Giving evidence to the Home Affairs Select Committee, he said: “I did find a case to answer for misconduct and that’s still my view.”
Although he insisted he did not believe the three officers had lied, when asked if Mr Mitchell was owed an apology, he said: “Certainly I do.”
He added: “I think the result was that the public were misled but I do not think it was a deliberate attempt to mislead.”
Mr Reakes-Williams was the first witness at a tense committee session looking at the affair, which has now rumbled on for more than a year.
He told MPs he understood his chief constable may still consider disciplinary action.

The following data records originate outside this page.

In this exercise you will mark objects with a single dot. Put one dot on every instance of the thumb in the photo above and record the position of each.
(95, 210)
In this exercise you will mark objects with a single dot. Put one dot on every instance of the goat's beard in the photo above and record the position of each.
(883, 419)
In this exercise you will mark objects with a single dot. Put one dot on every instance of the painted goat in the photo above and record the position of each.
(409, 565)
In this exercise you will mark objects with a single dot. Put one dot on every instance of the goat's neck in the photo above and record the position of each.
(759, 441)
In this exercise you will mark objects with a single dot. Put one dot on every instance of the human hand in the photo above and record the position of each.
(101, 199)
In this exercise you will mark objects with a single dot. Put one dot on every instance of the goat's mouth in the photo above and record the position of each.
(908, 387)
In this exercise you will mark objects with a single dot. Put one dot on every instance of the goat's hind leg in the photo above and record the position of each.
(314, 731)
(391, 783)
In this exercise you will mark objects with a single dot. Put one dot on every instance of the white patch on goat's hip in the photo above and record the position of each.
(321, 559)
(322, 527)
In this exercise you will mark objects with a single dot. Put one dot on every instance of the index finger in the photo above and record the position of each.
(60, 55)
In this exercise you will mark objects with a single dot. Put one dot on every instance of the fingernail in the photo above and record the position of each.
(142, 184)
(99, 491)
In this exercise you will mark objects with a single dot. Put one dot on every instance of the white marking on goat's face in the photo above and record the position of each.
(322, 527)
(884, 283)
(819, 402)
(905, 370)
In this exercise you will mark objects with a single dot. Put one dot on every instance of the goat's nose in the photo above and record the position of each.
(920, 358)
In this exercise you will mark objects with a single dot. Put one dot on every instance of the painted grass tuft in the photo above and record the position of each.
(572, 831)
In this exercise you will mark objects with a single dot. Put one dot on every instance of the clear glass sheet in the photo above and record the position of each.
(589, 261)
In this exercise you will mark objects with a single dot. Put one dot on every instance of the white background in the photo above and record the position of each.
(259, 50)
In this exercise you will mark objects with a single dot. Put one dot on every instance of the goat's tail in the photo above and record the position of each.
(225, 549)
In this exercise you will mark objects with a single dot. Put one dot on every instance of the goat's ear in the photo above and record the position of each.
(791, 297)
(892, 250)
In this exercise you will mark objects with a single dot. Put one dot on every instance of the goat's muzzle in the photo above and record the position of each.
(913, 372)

Inspector Ken MacKaill, Detective Sergeant Stuart Hinton and Sergeant Chris Jones have been accused of trying to discredit the politician after the talks.
They claimed he had refused to give a full account of his altercation with officers at the Downing Street gates a month earlier.
Mr Reakes-Williams, who handles professional standards for Warwickshire and West Mercia police, originally wrote a report recommending they face action.
His conclusions were later overruled by senior officers and it was decided the three had no case to answer for misconduct or gross misconduct.
But a report by the Independent Police Complaints Commission (IPCC) last week questioned their “honesty and integrity”.
David Cameron and the Home Secretary Theresa May have led calls for the officers to say sorry since the watchdog issued its findings.
However, although the officers issued a statement this week admitting “poor judgement”, there was no direct apology to Mr Mitchell.
He had always admitted arguing with Downing Street police last September but denies calling officers “plebs” during the altercation.
The MP claims he has been smeared in a bid to “toxify” the Conservatives and ruin his career.
The affair has escalated into an issue about trust in the police as a whole and prompted calls for officers to be constantly recorded.
Prosecutors are currently considering whether to bring criminal charges after a Scotland Yard investigation costing at least £230,000.
Eight people including five police officers arrested as part of the probe are currently on bail.